I have, what is to me, a rather complicated set of code to construct and I'd really appreciate some help figuring out the various pieces. Essentially, I have 200 different dataframes that will get turned into igraph objects and used for network analysis. The vertices in these networks are people and a person can appear in more than one network. So, I have about 500 pairs of networks and people. I've created some sample data of three networks and 6 different people below.
mat1<-matrix(data=c(0,4,3,2,0, 1, 3, 4 ,0),nrow=3, ncol=3)
colnames(mat1)<-c("Haley.A", "Carl.F", "Chris.P")

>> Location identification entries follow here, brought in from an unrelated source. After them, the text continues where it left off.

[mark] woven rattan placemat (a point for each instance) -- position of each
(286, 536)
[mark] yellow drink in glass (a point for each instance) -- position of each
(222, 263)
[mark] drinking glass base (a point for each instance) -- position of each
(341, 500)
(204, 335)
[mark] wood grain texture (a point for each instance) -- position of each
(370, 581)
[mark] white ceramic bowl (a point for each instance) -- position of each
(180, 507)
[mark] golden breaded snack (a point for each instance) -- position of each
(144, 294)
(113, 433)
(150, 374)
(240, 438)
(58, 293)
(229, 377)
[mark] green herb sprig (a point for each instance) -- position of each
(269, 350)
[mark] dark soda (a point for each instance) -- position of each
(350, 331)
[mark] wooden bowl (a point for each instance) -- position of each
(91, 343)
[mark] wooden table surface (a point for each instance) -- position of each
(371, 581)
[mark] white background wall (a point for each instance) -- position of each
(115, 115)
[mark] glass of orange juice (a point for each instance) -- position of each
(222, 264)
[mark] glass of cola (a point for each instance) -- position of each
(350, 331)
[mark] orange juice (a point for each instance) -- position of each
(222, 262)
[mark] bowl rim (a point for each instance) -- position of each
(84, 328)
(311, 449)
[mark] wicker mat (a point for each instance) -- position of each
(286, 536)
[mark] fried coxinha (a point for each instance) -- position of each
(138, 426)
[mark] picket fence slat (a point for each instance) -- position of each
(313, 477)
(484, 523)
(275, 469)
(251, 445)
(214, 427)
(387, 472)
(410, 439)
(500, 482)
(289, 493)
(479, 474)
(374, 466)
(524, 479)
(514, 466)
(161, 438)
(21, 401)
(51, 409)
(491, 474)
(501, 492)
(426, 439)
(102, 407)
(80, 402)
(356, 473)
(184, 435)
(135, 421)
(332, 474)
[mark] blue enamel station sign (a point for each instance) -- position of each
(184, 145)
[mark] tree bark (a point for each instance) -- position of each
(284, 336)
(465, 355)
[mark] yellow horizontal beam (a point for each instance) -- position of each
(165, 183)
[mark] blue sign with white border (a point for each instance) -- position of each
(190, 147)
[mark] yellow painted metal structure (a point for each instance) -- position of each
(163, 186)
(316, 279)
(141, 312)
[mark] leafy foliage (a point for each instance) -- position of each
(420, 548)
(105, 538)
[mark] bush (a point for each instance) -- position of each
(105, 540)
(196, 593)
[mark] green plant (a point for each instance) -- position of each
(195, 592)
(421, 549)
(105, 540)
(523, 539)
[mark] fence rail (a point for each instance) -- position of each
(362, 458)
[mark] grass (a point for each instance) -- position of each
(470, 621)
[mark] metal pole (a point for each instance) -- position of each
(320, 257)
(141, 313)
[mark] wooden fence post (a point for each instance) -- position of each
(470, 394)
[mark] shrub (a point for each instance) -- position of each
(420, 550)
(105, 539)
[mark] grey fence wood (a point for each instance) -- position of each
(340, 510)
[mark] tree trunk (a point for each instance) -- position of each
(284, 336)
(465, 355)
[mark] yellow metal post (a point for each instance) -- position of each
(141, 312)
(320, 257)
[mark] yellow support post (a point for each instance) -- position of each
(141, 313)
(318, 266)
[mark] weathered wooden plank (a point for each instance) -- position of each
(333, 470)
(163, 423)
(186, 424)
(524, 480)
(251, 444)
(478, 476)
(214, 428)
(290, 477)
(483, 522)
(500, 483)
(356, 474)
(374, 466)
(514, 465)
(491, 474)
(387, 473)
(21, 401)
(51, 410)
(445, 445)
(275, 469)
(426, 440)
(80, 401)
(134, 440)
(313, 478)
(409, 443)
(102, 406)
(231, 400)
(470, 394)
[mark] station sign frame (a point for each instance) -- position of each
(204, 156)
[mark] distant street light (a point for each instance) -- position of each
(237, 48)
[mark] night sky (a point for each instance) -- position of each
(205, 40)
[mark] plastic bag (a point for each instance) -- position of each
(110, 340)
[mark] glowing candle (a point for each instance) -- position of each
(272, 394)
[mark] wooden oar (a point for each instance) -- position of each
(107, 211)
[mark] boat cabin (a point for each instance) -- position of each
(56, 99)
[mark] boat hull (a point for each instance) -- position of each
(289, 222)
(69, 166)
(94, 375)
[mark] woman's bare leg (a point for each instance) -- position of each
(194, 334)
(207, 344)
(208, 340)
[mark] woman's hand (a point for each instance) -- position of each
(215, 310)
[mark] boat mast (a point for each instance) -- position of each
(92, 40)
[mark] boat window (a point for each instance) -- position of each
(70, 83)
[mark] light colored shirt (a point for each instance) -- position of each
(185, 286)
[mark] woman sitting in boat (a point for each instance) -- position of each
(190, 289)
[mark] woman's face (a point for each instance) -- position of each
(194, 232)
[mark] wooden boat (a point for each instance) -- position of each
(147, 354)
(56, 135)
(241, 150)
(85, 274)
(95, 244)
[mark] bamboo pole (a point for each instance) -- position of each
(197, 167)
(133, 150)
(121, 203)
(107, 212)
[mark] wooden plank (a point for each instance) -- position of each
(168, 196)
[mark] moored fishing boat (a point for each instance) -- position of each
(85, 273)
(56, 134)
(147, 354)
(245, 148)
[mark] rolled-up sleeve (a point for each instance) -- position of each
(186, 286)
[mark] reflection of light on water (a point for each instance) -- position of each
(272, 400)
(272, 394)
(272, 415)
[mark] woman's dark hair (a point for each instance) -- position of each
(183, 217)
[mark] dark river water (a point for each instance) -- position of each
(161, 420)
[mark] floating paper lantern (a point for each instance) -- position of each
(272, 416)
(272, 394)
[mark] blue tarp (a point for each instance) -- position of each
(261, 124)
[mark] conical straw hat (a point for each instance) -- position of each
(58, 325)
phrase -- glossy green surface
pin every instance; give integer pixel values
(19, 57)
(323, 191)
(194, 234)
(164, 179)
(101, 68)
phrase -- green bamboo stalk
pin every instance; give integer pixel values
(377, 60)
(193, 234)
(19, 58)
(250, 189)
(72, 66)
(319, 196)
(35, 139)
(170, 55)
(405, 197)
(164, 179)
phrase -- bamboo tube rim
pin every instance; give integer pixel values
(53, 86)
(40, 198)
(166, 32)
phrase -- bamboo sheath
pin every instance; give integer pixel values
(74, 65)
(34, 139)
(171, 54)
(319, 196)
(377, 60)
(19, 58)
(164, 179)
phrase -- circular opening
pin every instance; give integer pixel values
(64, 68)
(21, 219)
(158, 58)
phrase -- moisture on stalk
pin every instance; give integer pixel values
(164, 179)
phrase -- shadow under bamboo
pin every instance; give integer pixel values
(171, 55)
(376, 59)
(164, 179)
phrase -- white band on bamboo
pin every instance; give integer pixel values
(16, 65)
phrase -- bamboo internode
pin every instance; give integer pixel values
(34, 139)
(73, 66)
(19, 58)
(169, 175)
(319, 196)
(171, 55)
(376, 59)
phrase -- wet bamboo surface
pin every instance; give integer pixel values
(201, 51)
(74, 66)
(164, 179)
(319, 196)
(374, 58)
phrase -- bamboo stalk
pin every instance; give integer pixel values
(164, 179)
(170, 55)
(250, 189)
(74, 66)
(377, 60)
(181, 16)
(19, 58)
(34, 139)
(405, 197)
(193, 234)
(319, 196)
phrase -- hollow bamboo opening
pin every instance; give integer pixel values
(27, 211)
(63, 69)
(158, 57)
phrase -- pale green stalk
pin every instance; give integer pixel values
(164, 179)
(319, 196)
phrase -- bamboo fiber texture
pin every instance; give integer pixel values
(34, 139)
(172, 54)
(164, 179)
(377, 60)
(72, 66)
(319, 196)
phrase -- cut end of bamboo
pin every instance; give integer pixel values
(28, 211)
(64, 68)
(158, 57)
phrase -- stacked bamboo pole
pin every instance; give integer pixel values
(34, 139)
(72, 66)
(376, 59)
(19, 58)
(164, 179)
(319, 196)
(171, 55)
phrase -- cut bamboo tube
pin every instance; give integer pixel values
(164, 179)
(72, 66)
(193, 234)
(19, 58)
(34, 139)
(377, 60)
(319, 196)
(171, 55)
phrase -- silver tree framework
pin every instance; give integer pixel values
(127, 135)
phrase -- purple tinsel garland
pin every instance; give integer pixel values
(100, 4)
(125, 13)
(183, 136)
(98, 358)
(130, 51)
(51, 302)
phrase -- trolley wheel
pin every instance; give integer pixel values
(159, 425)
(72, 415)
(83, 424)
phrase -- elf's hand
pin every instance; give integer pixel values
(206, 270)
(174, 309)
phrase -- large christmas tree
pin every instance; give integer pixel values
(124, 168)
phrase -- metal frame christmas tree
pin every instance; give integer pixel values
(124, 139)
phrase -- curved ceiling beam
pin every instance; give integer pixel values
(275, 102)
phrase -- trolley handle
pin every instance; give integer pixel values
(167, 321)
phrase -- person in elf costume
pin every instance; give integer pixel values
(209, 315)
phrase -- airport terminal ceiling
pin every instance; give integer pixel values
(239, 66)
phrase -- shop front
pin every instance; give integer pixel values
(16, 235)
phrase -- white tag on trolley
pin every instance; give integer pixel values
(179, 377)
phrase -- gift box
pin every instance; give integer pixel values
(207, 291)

mat1_graph<-graph_from_adjacency_matrix(mat1,
weighted=TRUE, mode="directed", diag=FALSE)
mat2<-matrix(data=c(0,3,2,0),nrow=2, ncol=2)
colnames(mat2)<-c("Tom.D", "Chris.P")
mat2_graph<-graph_from_adjacency_matrix(mat2,
weighted=TRUE, mode="directed", diag=FALSE)
mat3<-matrix(data=c(0,3,2,1,3,0,5,2,4,4,0,2,1,1,4,0),nrow=4, ncol=4)
colnames(mat3)<-c("Tom.D", "Carl.F", "Charles.L", "Peter.Q")
mat3_graph<-graph_from_adjacency_matrix(mat3,
weighted=TRUE, mode="directed", diag=FALSE)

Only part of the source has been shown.